If you want frustration, all you have to do is listen to Earnhardt Jr.
“We had a good car.” Earnhardt Jr. said. “We had a couple of bad sets, well, I don’t know whether they are bad sets of tires, but I put them on my car and they drive like crap. Then I put on another set and it will drive good. I don’t know how to explain that. I’ve been doing that all my life. I ain’t got an explanation for it yet. I had some awesome runs where the car was really fast, then I’d put on some tires and couldn’t drive the car. So, you tell me. I don’t know.”
He was just getting started.
“Racing is frustrating as a whole. That’s a part of this sport. At least we run good when we had our opportunities. We had a pretty good car. We had some bad stuff happen on pit road. We got back up to 10th or ninth, drove it up there. Then, we probably shouldn’t have pitted there at the end. I don’t know. We took two tires like a lot of guys and just didn’t have the good fortune at the end on that last green-white-checkered. We were on the bottom behind the No. 00 (David Reutimann) and some other people that were as slow as hell and just couldn’t go nowhere.”
That’ll do for frustration, and you can tell the pressure is wearing on both drivers.
Busch, however, has four victories this season and became the first to clinch a Chase spot with that fourth triumph. He clinched at least a wild-card with Sunday’s victory, and has to be viewed as a title threat.

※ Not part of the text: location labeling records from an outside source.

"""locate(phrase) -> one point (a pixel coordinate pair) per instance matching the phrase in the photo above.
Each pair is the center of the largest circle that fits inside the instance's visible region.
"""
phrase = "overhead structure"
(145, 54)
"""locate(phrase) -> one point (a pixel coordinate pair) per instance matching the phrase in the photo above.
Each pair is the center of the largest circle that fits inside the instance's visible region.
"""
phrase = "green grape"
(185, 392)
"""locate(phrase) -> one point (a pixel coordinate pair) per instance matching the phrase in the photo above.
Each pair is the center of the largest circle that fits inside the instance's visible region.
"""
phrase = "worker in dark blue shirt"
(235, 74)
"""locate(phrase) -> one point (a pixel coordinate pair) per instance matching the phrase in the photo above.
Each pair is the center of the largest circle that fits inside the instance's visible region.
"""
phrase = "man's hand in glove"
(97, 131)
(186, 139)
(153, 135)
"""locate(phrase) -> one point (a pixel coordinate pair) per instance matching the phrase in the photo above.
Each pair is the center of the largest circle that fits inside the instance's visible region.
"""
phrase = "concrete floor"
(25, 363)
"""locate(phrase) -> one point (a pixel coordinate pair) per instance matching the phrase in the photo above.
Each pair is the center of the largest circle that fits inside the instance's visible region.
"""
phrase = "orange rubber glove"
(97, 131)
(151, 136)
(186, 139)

Since 2008, Busch has 19 victories. Johnson has 21…and five titles. Is that going to change? If it does, the Pure Michigan 400 will be recalled as perhaps the turning point.
Busch ran Johnson down, passed him and then took the 48’s best shot on the restart and beat him to the line. Game, set and match to the 18.
The racing at Michigan is an odd combination of flat-out speed and precise handling. There are so many grooves that you can pick and choose your best and just put the hammer down.
The drivers will tell you that it is anything but boring inside the car, but from the stands and at home, it looks a bit like rush hour on I-94…or what rush hour on I-94 used to look like anyway.
The difference is, they’re not really racing each other so much as they are the track and the tires and the fuel tank. That’s why it looks boring.
With the Chase looming, and the wild-card race popping from week to week, there’s enough excitement to cover up some “boring” racing. It’s off to Bristol this coming weekend, so there’ll be plenty of excitement to go around.
Atlanta is always exciting, one way or another, and Richmond can be a flat-out roller-coaster ride.
There’s a bunch of racing yet to come, and this will change before the Chase field is set at Richmond. Probably more than once, if the truth be known.